The Kaliningrad Oblast — the former northern East Prussia, the Hohenzollern heartland — was repopulated, after a period of near-total depopulation in 1946 and 1947, with a Soviet civilian population shipped in from across the western USSR. The first Soviet settlers arrived to find a half-ruined city, frequently no surviving residents who could explain what had been there before, and a landscape of obscure German place-names which they were given a list of new Russian names for. Königsberg became Kaliningrad. Insterburg became Chernyakhovsk. Tilsit became Sovetsk. Cranz became Zelenogradsk. Pillau, the great port, became Baltiysk. The renaming was almost total. The German architectural inheritance, much of which had survived the war, was demolished in the 1950s and 1960s on the grounds that it was "Prussian-militaristic" and therefore politically dangerous.

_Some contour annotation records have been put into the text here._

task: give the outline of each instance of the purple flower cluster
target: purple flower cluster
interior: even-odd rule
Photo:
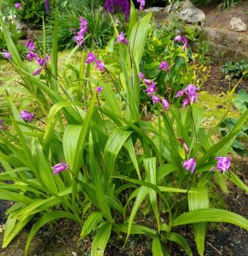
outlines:
[[[3,55],[4,58],[6,58],[7,60],[10,60],[11,59],[11,54],[9,51],[6,50],[6,49],[3,49]]]
[[[68,165],[65,164],[65,163],[60,163],[60,164],[57,164],[55,166],[54,166],[52,167],[54,169],[54,172],[53,172],[53,175],[55,175],[61,172],[63,172],[63,171],[66,171],[69,168]]]
[[[106,0],[105,9],[112,15],[120,9],[127,20],[130,13],[130,3],[129,0]]]
[[[51,59],[51,56],[47,55],[45,58],[40,57],[36,52],[34,52],[36,46],[31,38],[27,39],[26,46],[28,48],[28,52],[26,54],[26,58],[29,61],[35,59],[36,63],[40,67],[38,69],[35,70],[32,73],[34,76],[38,75],[43,68],[47,67],[47,62]]]
[[[120,44],[129,44],[130,42],[125,38],[123,32],[121,32],[118,37],[117,37],[117,40],[115,41],[115,43],[120,43]]]
[[[193,84],[188,84],[184,90],[177,91],[175,97],[185,96],[182,101],[182,108],[184,109],[189,103],[192,104],[197,101],[196,90],[199,90]]]
[[[83,43],[84,42],[84,36],[88,29],[88,22],[84,17],[80,17],[78,20],[80,21],[79,31],[76,32],[74,28],[72,28],[71,31],[73,32],[74,34],[73,39],[78,44],[78,45],[81,47]]]
[[[16,9],[19,9],[20,8],[20,3],[14,3],[14,8],[15,8]]]
[[[141,81],[147,86],[147,88],[144,90],[147,93],[147,96],[151,96],[153,104],[155,105],[157,103],[159,103],[161,102],[163,108],[169,110],[170,104],[165,99],[160,99],[156,95],[156,85],[155,82],[152,81],[150,79],[147,79],[145,78],[145,75],[142,73],[139,73],[138,74],[139,78],[141,79]]]
[[[49,0],[45,0],[45,7],[47,14],[49,15],[50,13],[50,3]]]
[[[27,110],[21,110],[20,112],[20,118],[25,121],[31,122],[34,119],[34,114]]]
[[[3,129],[3,125],[2,125],[3,123],[3,120],[0,119],[0,130]]]
[[[185,51],[187,45],[187,38],[185,36],[181,35],[180,31],[177,31],[176,32],[177,32],[177,36],[174,38],[174,41],[178,43],[182,43],[183,44],[182,50]]]
[[[160,66],[159,67],[159,69],[164,70],[166,73],[170,71],[170,66],[166,61],[161,61]]]
[[[224,173],[225,172],[228,171],[231,166],[231,160],[229,157],[216,157],[216,160],[217,160],[216,166],[212,167],[211,169],[211,172],[212,172],[215,169],[217,169],[218,172]],[[185,160],[182,164],[182,166],[186,169],[186,171],[189,171],[193,174],[195,171],[196,163],[195,160],[193,158],[190,158],[187,160]]]
[[[99,69],[100,71],[104,71],[105,66],[103,62],[100,60],[96,60],[95,55],[92,52],[88,53],[85,63],[90,64],[95,62],[95,67]]]
[[[183,162],[182,166],[186,169],[186,171],[190,171],[191,174],[193,174],[196,167],[195,160],[193,158],[190,158]]]
[[[231,166],[231,160],[229,157],[217,156],[215,159],[217,160],[217,165],[216,167],[212,167],[211,171],[217,169],[218,172],[224,173],[229,170]]]
[[[143,10],[145,9],[146,1],[145,0],[137,0],[137,3],[140,3],[140,10]]]

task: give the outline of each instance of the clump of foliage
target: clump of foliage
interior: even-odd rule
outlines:
[[[5,17],[6,21],[7,21],[7,20],[8,20],[8,18]],[[8,22],[6,22],[6,24],[8,24],[8,30],[9,30],[9,35],[10,35],[14,44],[16,45],[17,50],[20,52],[20,55],[24,54],[25,48],[23,47],[22,44],[20,44],[19,43],[19,39],[21,38],[22,33],[17,30],[16,25],[14,22],[13,22],[13,20],[9,20]],[[4,49],[7,49],[7,43],[4,38],[3,31],[0,31],[0,51],[3,51]],[[1,57],[2,57],[2,55],[1,55]]]
[[[233,102],[241,113],[244,113],[248,107],[248,94],[244,90],[239,90],[237,97],[233,99]],[[234,118],[224,119],[220,125],[222,137],[226,137],[237,122],[238,119]],[[247,137],[248,125],[245,124],[233,143],[232,148],[234,151],[240,155],[247,155]]]
[[[84,54],[73,58],[82,40],[88,38],[87,20],[81,17],[77,32],[81,39],[74,38],[78,45],[60,73],[57,12],[51,56],[46,55],[45,44],[44,52],[39,53],[29,41],[28,63],[20,59],[0,19],[8,59],[22,80],[20,91],[24,100],[32,101],[28,109],[18,109],[11,88],[5,86],[12,114],[1,117],[0,161],[4,171],[0,173],[0,199],[14,203],[7,212],[3,247],[32,220],[35,223],[26,252],[42,226],[70,218],[81,228],[80,239],[95,234],[93,256],[104,255],[112,232],[126,234],[126,240],[130,234],[149,236],[153,254],[163,256],[169,253],[168,241],[193,255],[186,239],[176,231],[181,225],[193,225],[200,255],[208,222],[228,222],[248,230],[245,218],[210,207],[209,198],[213,182],[226,193],[226,180],[248,191],[232,172],[227,156],[248,111],[227,137],[214,143],[212,131],[201,125],[203,110],[197,106],[194,84],[180,88],[171,104],[174,99],[166,101],[157,94],[155,84],[146,84],[140,67],[152,13],[137,20],[131,4],[130,14],[127,37],[113,26],[107,50],[117,55],[114,62],[103,62],[97,51],[88,53],[86,60]],[[176,51],[186,58],[184,44]],[[160,65],[167,72],[165,63]],[[143,84],[156,108],[153,120],[142,119]],[[182,209],[184,203],[187,207]],[[136,221],[138,214],[144,219],[147,214],[149,218],[153,216],[156,224]]]
[[[222,71],[231,79],[248,79],[248,63],[245,60],[237,62],[229,61],[223,65]]]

This is the period in which Königsberg Cathedral, gutted in 1944, stood for forty years as a roofless ruin without restoration plans — partly because the Soviet authorities could not decide what its survival would mean, and partly because Immanuel Kant was buried inside its north wall. The cathedral was eventually restored, beginning in 1992, with German co-funding. Kant's tomb was preserved throughout the Soviet period precisely because Kant — though he had died in 1804 a loyal subject of the Hohenzollerns — was a philosopher whose work was approved by Soviet ideology. He was, by an accident of curriculum, the indirect protector of his own cathedral.
Memory
The expulsions are remembered differently in different countries, and the asymmetries of memory are themselves a piece of history. In Germany, the events are remembered, mourned, and — particularly in the literature of writers like Günter Grass, who was born in Danzig, or Siegfried Lenz, who was born in East Prussia — they are at the centre of a substantial body of post-war work. In Poland and the Czech Republic, they are remembered more cautiously: as a consequence, in the dominant narrative, of the German occupation policies that preceded them. In Britain and the United States, where they were endorsed by the wartime governments, they are barely remembered at all.

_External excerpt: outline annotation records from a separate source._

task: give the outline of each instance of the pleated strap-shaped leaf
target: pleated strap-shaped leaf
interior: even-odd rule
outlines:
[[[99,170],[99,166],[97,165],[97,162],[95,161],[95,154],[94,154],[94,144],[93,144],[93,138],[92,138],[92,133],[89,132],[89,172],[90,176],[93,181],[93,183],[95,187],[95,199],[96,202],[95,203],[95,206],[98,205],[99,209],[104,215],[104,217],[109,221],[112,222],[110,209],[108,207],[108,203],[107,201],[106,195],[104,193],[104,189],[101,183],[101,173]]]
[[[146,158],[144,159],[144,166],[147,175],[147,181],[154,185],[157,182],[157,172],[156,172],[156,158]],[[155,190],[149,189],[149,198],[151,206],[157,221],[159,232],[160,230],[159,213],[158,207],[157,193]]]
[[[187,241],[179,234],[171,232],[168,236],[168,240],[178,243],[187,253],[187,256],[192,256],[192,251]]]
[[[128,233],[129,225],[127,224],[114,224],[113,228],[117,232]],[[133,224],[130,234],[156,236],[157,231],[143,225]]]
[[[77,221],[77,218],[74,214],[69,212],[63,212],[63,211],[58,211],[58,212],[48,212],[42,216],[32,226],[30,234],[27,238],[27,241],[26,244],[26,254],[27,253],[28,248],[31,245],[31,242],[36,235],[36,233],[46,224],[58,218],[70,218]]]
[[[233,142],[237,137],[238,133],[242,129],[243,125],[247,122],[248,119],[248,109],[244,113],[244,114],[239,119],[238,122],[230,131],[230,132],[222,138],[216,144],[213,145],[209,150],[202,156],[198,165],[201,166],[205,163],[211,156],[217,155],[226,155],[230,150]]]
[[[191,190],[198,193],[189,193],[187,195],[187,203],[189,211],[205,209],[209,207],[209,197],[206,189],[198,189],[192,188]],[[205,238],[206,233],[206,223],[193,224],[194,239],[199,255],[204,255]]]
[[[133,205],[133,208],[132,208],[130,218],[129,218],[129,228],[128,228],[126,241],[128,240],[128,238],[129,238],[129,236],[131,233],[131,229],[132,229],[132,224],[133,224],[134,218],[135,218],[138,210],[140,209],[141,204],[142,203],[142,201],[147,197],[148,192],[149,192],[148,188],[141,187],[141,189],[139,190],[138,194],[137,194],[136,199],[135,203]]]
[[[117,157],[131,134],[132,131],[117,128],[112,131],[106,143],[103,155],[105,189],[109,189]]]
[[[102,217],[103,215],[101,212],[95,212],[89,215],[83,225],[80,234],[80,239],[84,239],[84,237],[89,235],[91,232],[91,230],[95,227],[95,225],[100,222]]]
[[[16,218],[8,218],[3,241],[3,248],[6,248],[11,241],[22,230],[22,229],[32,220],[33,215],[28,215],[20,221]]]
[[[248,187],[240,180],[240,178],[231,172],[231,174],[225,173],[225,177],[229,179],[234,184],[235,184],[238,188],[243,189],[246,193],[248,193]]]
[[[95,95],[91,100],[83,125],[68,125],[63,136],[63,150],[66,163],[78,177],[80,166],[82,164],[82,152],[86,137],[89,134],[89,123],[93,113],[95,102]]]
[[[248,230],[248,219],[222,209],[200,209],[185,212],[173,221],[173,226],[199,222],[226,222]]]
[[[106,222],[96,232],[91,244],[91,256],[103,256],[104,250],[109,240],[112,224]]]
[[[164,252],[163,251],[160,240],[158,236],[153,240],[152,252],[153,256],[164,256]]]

What is uncontested is the scale, and the demographic permanence. The eastern half of the Prussian state, an area of roughly 110,000 square kilometres — about the size of present-day Bulgaria — had been emptied of its inhabitants of seven hundred years' standing in five years. The towns are still there. The roads are still there. The castles, in many cases, are still there. The architecture is still there. The graveyards are still there, though the headstones, in most cases, have been broken or removed. Only the people are not.
And so the question of what is left of Prussia, in 1950 and afterwards, became — as it remains today — a question about places: where to go, what to look for, what survives, what was destroyed, what was reused, what was renamed, what is now Polish, what is now Russian, what is now Lithuanian, what is now in the western federal states of modern Germany. It is, in other words, the question that the next chapter — and, more practically, the travel guide that follows the chapters — exists to answer.